[unfocused]

In Chrome, you can just do as the author says, right click and "Save Image As".

Then just go to the folder where it is being downloaded, and copy/paste the file "lisa.jpeg.crdownload" to "lisa.jpeg.crdownload copy".

Rename to "lisa.jpeg" and cancel the download. You now have the image. What's interesting is that you ARE actually downloading this image. It's just that they don't terminate the connection.

[chunkyks]

We have a security proxy at work that gives you the bits, but then holds the connection open while it does a scan, then resets the connection if it doesn't like something inside. Both Chrome and Firefox [haven't tried IE/Edge, but I assume that they'll do something that the proxy vendor would want] infer [or are told?] that the connection broke and delete the interim file. Unfortunately, with zip files, the header is at the end; so it can't do scanning until the whole file is down.

For me, the easiest way to mitigate it turned out to be to use wget [with an appropriate user-agent... say, the same as my desktop browser]. wget Gets the bits, but doesn't in any way molest the "partial" download when the connection resets. Then it tries to download the rest using the "Range" HTTP header, and the server says "oh, dude, you already got the whole thing"; wget declares success, and all the bits are in my download folder.

I believe that we pay, like, a lot for this proxy, which is annoying on two counts: 1) If I can get past it trivially, then presumably competent attackers can, too, and 2) Sometimes it takes a dislike to legitimate stuff, which is how I was forced to learn how to get around it.

[jcims]

Those controls on a proxy are to protect against the careless and the clueless. No competent security team will rely on them to prevent ingress/egress of data or malicious code by skilled individuals.

[bentcorner]

Correct - this is an attack on the other side of the airtight hatchway (i.e., you must persuade the user to run wget in a certain fashion and run the resulting exe, and if you don't need to persuade the user you could have done something simpler).

https://devblogs.microsoft.com/oldnewthing/20170130-00/?p=95...

[hoseja]

I am continuously appalled at the gall of calling that hatchway "airtight".

[fuzzy2]

That's not how these proxies usually work. They only give you enough bytes so the browser doesn't feel stuck while downloading everything and scanning it. The download then suddenly continues at 100 or even 1000 Mbit/s.

[chunkyks]

Indeed that's what I've experienced in the past. But I'm telling you this, for sure, based on my experience downloading a 200M tensorflow wheel the other day.

[alsetmusic]

I just dragged and dropped it to my desktop. This was on macOS, dunno if Windows would allow that.

[lostlogin]

It downloaded as normal on iOS.

[ronenlh]

Me too

[Wowfunhappy]

When I did that, macos dropped it as a .webloc rather than an image.

[echlebek]

I don't understand what this website is supposed to be demonstrating. Some sort of genius version of disabling right click I suppose. But I did download the image, because its contents were transferred to my computer's memory and displayed on my screen. I can see it clear as day.
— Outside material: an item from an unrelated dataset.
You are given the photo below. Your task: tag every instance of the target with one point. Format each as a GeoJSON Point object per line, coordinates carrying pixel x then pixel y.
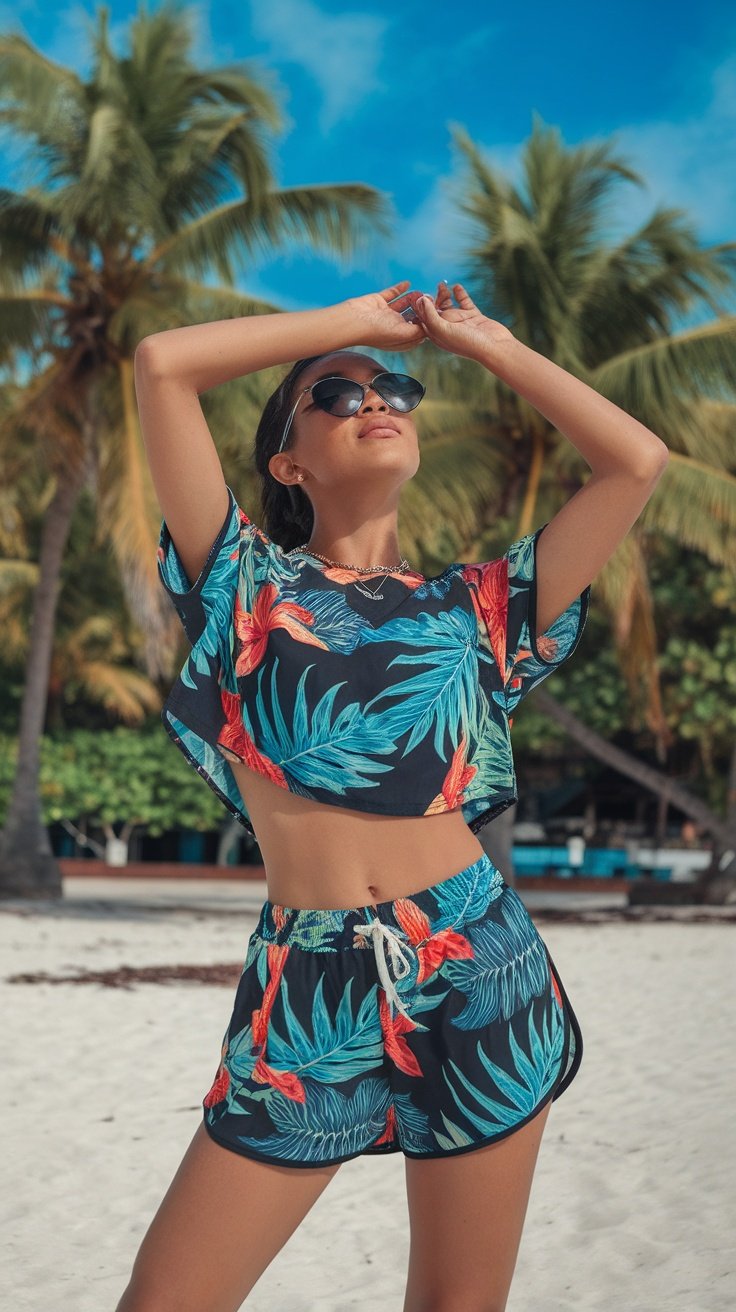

If Web 3 is just willfully misunderstanding how computers work, I don't see a very bright future for it.

[Fnoord]

Whatever your browser shows, is shown from cache. So the picture should be in your cache, too.

[LordDragonfang]

(Most) browsers actually start displaying an image before it's fully downloaded. In fact, many image formats/renderers are specifically designed with this property in mind, like jpeg which will render progressively less blurry versions of an image as the browser receives progressively higher-frequency components of the Fourier transform.

While the bytes are there temporarily, just like with all the other methods discussed, chrome at least eventually give up on downloading the "whole" image and displays a broken image sign in place of the Mona Lisa (and presumably prevents it from being cached and deletes what was there)

[pvillano]

it would be interesting if the download stopped after the second to last progressive layer but before the last byte; then the .crdownload renaming workaround wouldn't work.

[julieturner99]

i paused the download and renamed the file to .jpeg and it worked similarly

[LastMuel]

Or, as an alternative, use wget and then press Ctrl+C after two seconds. Viola, you have a usable lisa.jpg.

[millzlane]

I did something similar on Firefox. But the image wasn't completely downloaded. Half of it was green.

[nilslindemann]

In this case, F10 and basic Gimp cropping Skills also do the job.